Go Beat :: 1998 :: acheter le disque

Si la plupart des albums sont enregistrés en studio plutôt qu'en live, ce n'est pas un hasard. C'est ainsi qu'on les peaufine, qu'on les perfectionne, qu'on les rend digne d'une écoute à domicile, dépourvue de l'ambiance d'une salle de concert et de la présence physique des musiciens. Le live sur galette en plastique, bien souvent, ça ne fonctionne pas si bien que cela. Et de fait, même s'il est tout à fait digne d'écoute, Roseland New York Live est l'album le plus faible de Portishead.

Au départ, ça semblait presque une bonne idée. Toutes ces cordes auraient pu profiter à Portishead, rendre leur musique plus intense, plus ample, plus pénétrante encore. Mais en fait, non. Malgré ce côté plus organique, malgré un "Sour Times" franchement différent de l’original avec cette Beth Gibbons qui finit en furie, les compositions s'avèrent finalement proches de celles des albums studios. Tous ces musiciens sollicités pour l'occasion ne leur apportent pas grand chose. Ce que l'orchestre symphonique du Roseland Ballroom de New-York nous offre ici, Geoff Barrow parvenait déjà à le faire rien qu'avec ses machines.

Pendant quelques instants, fort heureusement rares, cet exercice live rend même visible le seul vrai défaut avec lequel Portishead a parfois flirté, sans jamais s’y consumer : ce lourd pathos qui, ici, et ici seulement, parfois, penche du mauvais côté, comme en cette fin de "Roads" où Beth Gibbons, dans un silence religieux, étrangle sa voix comme si elle jouait dans je ne sais quelle tragédie de série B.
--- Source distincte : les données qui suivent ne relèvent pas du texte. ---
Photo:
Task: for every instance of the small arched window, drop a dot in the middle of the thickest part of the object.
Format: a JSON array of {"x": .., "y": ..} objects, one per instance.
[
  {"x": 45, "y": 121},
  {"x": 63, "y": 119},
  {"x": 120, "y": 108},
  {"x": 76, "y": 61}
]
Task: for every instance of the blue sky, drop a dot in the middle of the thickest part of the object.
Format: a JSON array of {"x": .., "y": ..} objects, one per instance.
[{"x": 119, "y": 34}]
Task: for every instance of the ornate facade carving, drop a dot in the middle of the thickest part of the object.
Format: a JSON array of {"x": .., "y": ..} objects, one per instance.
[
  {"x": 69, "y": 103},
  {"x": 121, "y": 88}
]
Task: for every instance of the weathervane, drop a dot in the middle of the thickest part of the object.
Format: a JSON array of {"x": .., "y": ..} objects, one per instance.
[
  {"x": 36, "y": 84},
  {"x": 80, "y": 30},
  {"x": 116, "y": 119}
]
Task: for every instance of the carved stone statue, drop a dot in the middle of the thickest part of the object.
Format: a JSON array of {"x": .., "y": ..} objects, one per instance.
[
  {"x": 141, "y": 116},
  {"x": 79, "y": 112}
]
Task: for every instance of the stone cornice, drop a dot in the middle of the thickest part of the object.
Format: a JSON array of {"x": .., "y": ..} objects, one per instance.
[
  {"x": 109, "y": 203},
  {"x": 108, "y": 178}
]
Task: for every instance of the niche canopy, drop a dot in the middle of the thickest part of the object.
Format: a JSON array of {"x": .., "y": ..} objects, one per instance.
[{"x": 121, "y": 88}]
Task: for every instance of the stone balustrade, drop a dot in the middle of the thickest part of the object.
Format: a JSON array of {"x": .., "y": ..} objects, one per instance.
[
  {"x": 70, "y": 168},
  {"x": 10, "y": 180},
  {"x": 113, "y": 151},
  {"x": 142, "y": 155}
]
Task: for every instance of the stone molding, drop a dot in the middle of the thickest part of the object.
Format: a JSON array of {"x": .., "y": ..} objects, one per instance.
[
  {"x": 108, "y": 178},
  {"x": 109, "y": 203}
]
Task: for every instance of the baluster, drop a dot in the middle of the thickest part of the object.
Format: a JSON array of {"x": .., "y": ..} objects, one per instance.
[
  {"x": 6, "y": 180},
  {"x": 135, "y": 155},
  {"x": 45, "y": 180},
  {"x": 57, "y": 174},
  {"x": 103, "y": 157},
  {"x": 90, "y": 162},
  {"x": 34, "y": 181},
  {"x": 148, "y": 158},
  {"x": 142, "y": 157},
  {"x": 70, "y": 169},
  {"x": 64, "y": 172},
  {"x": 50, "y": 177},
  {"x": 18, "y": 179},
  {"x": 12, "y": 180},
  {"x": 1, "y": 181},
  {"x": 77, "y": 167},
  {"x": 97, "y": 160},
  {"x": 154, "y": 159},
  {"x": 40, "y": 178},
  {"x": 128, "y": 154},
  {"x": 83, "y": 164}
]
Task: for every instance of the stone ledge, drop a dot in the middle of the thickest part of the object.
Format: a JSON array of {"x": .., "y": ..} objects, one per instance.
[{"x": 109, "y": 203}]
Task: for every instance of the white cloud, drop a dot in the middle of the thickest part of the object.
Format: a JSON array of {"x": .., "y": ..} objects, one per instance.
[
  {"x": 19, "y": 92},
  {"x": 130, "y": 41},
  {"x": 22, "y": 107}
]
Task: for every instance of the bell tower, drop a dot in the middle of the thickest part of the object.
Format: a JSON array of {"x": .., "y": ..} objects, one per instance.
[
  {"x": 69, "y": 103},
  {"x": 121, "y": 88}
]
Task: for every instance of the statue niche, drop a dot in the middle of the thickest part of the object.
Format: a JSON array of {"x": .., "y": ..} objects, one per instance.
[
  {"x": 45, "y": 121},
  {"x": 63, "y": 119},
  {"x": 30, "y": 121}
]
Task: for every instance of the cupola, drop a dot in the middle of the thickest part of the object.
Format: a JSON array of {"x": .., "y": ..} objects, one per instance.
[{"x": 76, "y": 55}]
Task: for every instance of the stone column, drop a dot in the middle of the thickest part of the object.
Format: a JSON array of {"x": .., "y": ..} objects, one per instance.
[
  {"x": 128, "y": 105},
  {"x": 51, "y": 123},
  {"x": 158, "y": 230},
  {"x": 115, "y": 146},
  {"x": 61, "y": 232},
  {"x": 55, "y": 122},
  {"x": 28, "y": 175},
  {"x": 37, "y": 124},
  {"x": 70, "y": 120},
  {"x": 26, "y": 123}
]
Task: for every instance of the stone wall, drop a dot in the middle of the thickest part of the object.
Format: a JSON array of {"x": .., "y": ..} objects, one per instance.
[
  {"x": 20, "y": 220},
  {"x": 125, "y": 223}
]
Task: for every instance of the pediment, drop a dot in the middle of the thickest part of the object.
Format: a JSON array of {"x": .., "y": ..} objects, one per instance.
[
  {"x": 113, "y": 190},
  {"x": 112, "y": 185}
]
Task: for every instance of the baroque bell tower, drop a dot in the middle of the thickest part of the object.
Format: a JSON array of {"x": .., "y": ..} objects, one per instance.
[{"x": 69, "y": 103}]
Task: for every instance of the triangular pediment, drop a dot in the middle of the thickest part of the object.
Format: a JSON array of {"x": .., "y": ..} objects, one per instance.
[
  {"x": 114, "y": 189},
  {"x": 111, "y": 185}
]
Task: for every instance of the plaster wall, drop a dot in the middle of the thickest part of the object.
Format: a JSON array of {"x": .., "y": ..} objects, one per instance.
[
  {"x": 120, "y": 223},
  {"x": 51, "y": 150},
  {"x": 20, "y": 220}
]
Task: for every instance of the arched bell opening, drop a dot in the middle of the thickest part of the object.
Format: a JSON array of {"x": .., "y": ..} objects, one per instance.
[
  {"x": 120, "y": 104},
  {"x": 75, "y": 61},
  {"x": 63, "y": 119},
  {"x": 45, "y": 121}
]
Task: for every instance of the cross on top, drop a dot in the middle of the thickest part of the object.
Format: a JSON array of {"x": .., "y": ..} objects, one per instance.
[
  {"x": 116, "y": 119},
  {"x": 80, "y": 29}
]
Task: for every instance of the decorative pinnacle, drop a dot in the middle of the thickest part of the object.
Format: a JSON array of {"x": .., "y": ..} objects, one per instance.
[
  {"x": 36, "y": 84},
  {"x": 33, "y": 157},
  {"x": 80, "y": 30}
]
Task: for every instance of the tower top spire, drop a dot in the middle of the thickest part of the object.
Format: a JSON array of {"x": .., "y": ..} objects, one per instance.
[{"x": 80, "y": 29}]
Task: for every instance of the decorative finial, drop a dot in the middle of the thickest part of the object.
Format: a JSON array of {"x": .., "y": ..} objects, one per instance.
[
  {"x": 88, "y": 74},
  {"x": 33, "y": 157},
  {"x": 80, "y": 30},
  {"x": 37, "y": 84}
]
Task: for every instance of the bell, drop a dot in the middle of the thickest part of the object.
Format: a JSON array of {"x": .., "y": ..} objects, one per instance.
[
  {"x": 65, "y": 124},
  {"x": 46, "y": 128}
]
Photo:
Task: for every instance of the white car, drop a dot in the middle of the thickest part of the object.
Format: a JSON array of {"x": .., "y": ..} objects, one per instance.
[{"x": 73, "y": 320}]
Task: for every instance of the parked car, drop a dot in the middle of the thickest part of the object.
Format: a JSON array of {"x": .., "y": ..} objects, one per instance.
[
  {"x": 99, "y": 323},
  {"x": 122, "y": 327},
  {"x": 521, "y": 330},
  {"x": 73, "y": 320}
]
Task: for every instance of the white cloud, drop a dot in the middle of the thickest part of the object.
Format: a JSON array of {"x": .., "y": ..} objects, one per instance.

Cette version de "Roads", parlons-en...

"Roads", c'est normalement le titre le plus majestueux de Portishead, le plus poignant. C'est le plus déchirant, le plus élégiaque, celui que l'on contemple avec silence et respect, comme à la messe. Celui auquel des cordes pourraient aller le mieux, aussi. Malheureusement, ici, un vilain public danois (ce titre est l’un des deux à ne pas avoir été enregistré à New York) croit rendre hommage à ce titre en le ponctuant d'applaudissements patauds, et le gâche ainsi bien bêtement.

Certains titres sortent pourtant gagnants de cette entreprise, et ils sont tous issus du deuxième album de Portishead, ce mal aimé, ce décalque du premier, la fraicheur en moins. Sur ce live, ils sont sublimés, et s'enchainent sans honte ni ridicule aux meilleurs moments de l'intouchable Dummy, ils se comparent sans mal aux versions pourtant très à leur avantage de "Glory Box" ou de "Mysterons".

C’est bien là qu’est tout l’intérêt de ce live. Si "Only You" y sonne un peu fade, il redore au contraire ces titres méconnus que sont "Over" et "Cowboys", présentés ici dans des versions assez magistrales. Alors d’accord, peut-être, au bout du compte, le Roseland New York Live est-il le Portishead le moins irréprochable. Mais il faut mettre cela au regard des autres albums, tous ou presque excellents.